The safest way to do it would be by being anonymous, especially if you decide to disclose the information to the public. With this, you get to keep your job as your boss has no idea who the whistleblower is.

Also, there is minimal risk of straining your work relationship with other employees. For example, the company suffers a substantial financial loss caused by your action. Thus, all employees receive no bonus for two years.

Imagine if you don’t go anonymous, you’ll be a ‘public enemy No. 1’ in the workplace! However, even if you choose to disclose the information anonymously, there’ll always be a chance it’ll become public. Be prepared for it.

4. Learn the law carefully

Whistleblowing in the workplace is protected by the law

Just because you’re doing what’s right doesn’t mean that you’ll win the case. In some cases, when whistleblowers illegally disclose their company’s confidential information, they’re convicted. Again, if you’re unsure, seek legal advice before making any moves.

5. Secure the evidence

When things go wrong, the company or perpetrators might quickly clean up the evidence. Thus, gather supporting evidence before it’s gone (or before your access to certain documents gets blocked). Remember to do it carefully. The last thing you’d want is your boss catching you or any suspicions.

When gathering evidence, you don’t have to take the actual or physical evidence. The company can use this against you, for example, suing you for theft. Just use your mobile phone to snap some photos of the evidence.

The pros and cons of whistleblowing in the workplace

While most companies encourage organisational whistleblowing, they would frown upon public whistleblowing. It damages the company’s reputation and incurs other losses (clients lose faith in the company, the company is ‘cancelled’, penalties for paying, etc.).

Some of the pros of whistleblowing in the workplace are:

You’re doing the right thing

Know that you have made the right decision. Exposing illegal activity that negatively affects others is the right thing to do. You stood up for others who couldn’t have done it without you. Sometimes, insider information is the best way to make the perpetrators pay for their actions

Protected from company’s retaliation

Your boss will be fuming! However, you don’t have to worry. Usually, whistleblowers have the protection of the law from their company’s retaliation.

You may be rewarded

Depending on your case, you could get awarded by the government. If you expose a fraud case, the government may try to recover their lost funds. They may even give you some percentage of it as a reward.

There are also some cons of whistleblowing in the workplace, such as:

It could ruin your career

Your company can’t legally seek revenge. But if you love your job and decide to blow the whistle, you better secure a new job beforehand. Not all companies regard whistleblowers as heroes. They may see you as a threat. You may find difficulties getting hired.

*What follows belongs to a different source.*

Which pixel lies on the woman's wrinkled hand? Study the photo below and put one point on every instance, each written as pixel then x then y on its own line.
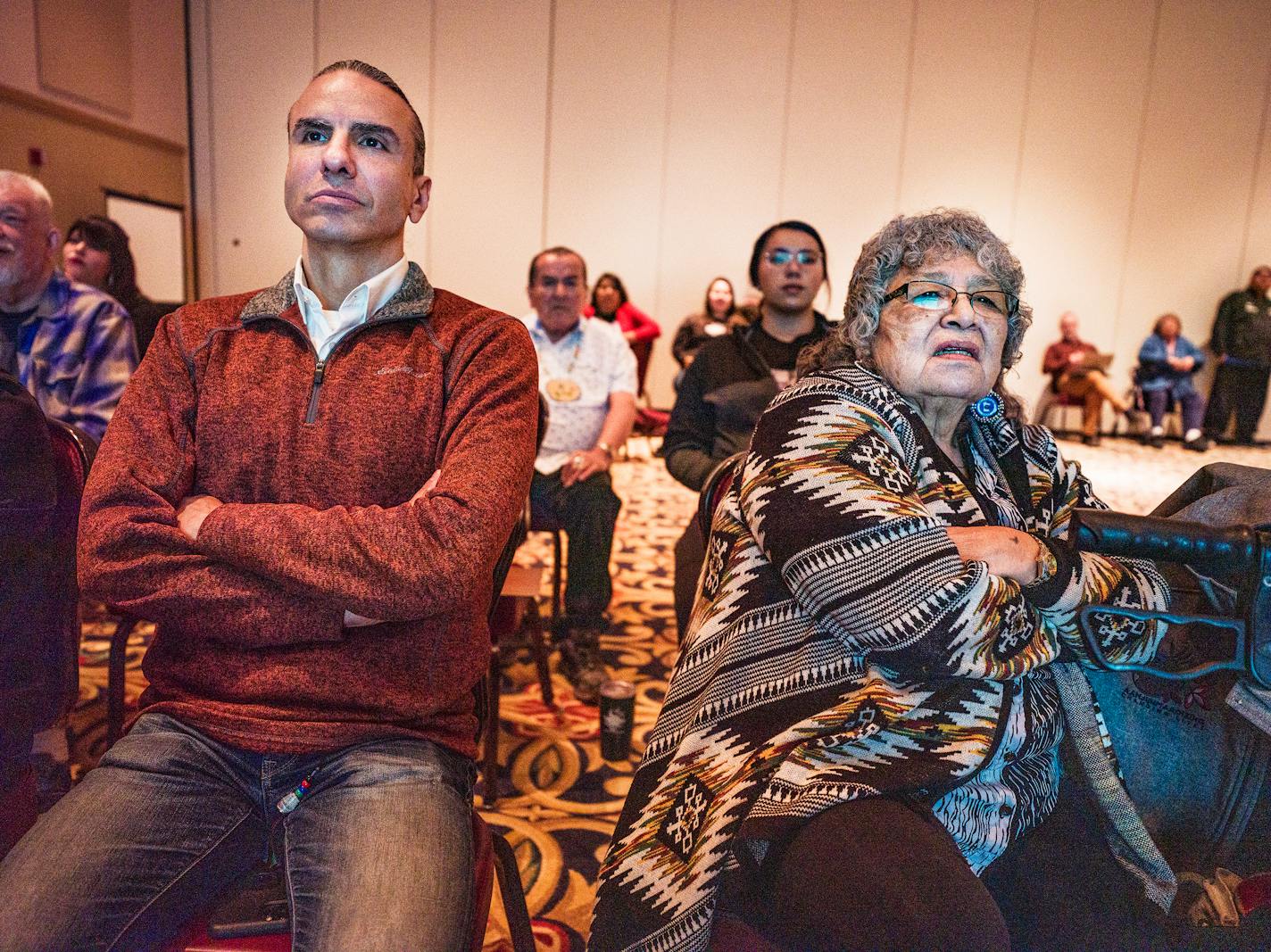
pixel 1008 551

It could ruin your work relationship

The aftermath of your action may not only negatively impact the company but also your colleagues. The reasons may vary: For example, some of them may have bought some shares in the company, but after the public whistleblowing, the shares could drop, they might get fired due to the financial blow, or the sales team could lose many high-value clients. Suddenly, you’ll have so many enemies even within the company.

All in all,

The decision to whistleblow is in your hands. Think about it carefully, especially if you decide to go for public whistleblowing and do your homework before taking action.